Deterministic programming is a great way to approach handling filesystems
in PHP. Deterministic means that given a certain input you'll always get
the same output. When we apply this approach to handling filesystems we're
able to mitigate many of the things that make filesystem handling
problematic.

## Filesystems are slow.

In general, filesystem interaction is slow. Every operation that
hits the disc in one way or another is slow. While some operations absolutely
require filesystem interaction, there's a number of cases where filesystem
operations can be prevented in order to eliminate the associated penalties.

## Caching metadata.

Whenever we store files uploaded by the user it's good to immediately store
any associated metadata with them if you'll need to use that later on. By storing
the metadata we've limited the expense of the filesystem call to a single time.
All subsequent calls can use the cached value. This is particularly effective
because most files don't change after they're uploaded.

## Deterministic file locations.

File storage organization can be a tricky thing. Much like "naming things" this
task often isn't as trivial as it may seem. Creating a naming scheme for your
files can help a lot. For example:

```text
/users/profile_pictures/{user_id}_{size}.png
/blog/posts/{post_id}_header.png
/blog/posts/{post_id}_preview.png
```

Once you've got the pattern, you can formalize this in a class:

```php
<?php

class FilePathGenerator
{
    public function userProfilePicture($userId, $size): string
    {
        return "/users/profile_pictures/{$userId}_{$size}.png";
    }
}
```

The generated path can be used as the storage, but it can also
be used as a deterministic lookup mechanism.
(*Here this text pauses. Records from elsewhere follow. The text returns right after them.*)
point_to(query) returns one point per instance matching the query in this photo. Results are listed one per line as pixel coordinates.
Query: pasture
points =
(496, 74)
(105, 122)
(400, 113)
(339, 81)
Instead of guessing
where a file might be, you'll now know for sure.

By doing this you'll prevent searches for files and limit it to
a single `file_exists` check if you need to be sure the file exists.
For Flysystem this would be a `$filesystem->has($path);` call.

## Storing all file locations.

In order to get rid of almost all the penalties caused by filesystems
you can store all the paths in a persistent database. While this is
not a conventional thing to do it certainly has a lot of benefits.

File listings are just a select statement:  `SELECT * FROM files WHERE path LIKE '/prefix/%'`.
Listings can easily be sorted. File existence checks are inexpensive.
File migrations become really easy, even when your path generation
strategy changes. Metadata can be stored alongside your path.